Alternatively, if the lock box creates a situation where the staff believes that their client’s safety is at risk, they can refuse to provide treatment when it is not an emergency situation (crisis services could not refuse service). The staff refusing service should explain the reasons for their decision not to treat.
Standards and Practices:
Staff recognize that they will not share information about their clients with others inside or outside of the agency except for purposes of supervision, safety, and where directed by the client or permitted under the law. All reasonable steps are implemented to protect client information by adhering to the principle of Identifying information, which this policy has defined as information that identifies an individual or for which it is reasonably plausible in the some circumstances that it could be utilized, either alone or with other information, to identify an individual.
Therefore, in group supervision or case conceptualization discussions, a pseudonym and a false date of birth will be utilized. Although these steps will mitigate inappropriate disclosure, for a variety of reasons, it is recognized that it is almost impossible to safeguard everyone’s identity (e.g. individual returns to the program but is given a different staff).
When service is ended, the staff will have access to the file for three (3) weeks to ensure all proper documentation has been completed and authenticated. Should a family contact the staff for a booster session or to gather information that staff will note expressed consent and will document all services and supports that were requested. It is not necessary to reopen the file.
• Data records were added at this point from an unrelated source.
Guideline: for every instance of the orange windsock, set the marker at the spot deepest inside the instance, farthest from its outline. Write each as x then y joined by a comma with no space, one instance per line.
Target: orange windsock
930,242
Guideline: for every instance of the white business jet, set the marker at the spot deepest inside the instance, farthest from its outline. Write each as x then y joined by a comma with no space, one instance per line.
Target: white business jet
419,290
Pathstone services are predicated upon providing optimal services in a compassionate manner and with authentic genuine regard for the client and as such, staff have a vested interest in the well-being of their clients even when the file is closed. This policy addresses issues related to health information. Therefore, should a client be referred to another program it is acceptable to ask staff in that program for general non-health information updates on the individual. Further, if the client is seen while in the agency it is equally acceptable for staff to acknowledge and to speak with their former client.
To ensure compliance with this policy, Pathstone Clinical Managers will engage in periodic audits of our Client Information System and will prepare attestation twice a year, which will be in alignment with that of Clinical Connects. The attestations will be forwarded to the Privacy Officer for review.
It is not appropriate to access a client’s mental health information unless you are currently providing service to that person, or assisting in the provision of care to that client. Inappropriate access or use will result in disciplinary action that may include the disabling of your user account, being reported to any regulated health professional college of which you may be a member, discipline up to and including termination and/or being reported to the Information and Privacy Commissioner/Ontario (IPC). This process may also subject you to legal action, fines, or penalties.
Please refer to Appendix D, Statement of Personal Health Information Practices.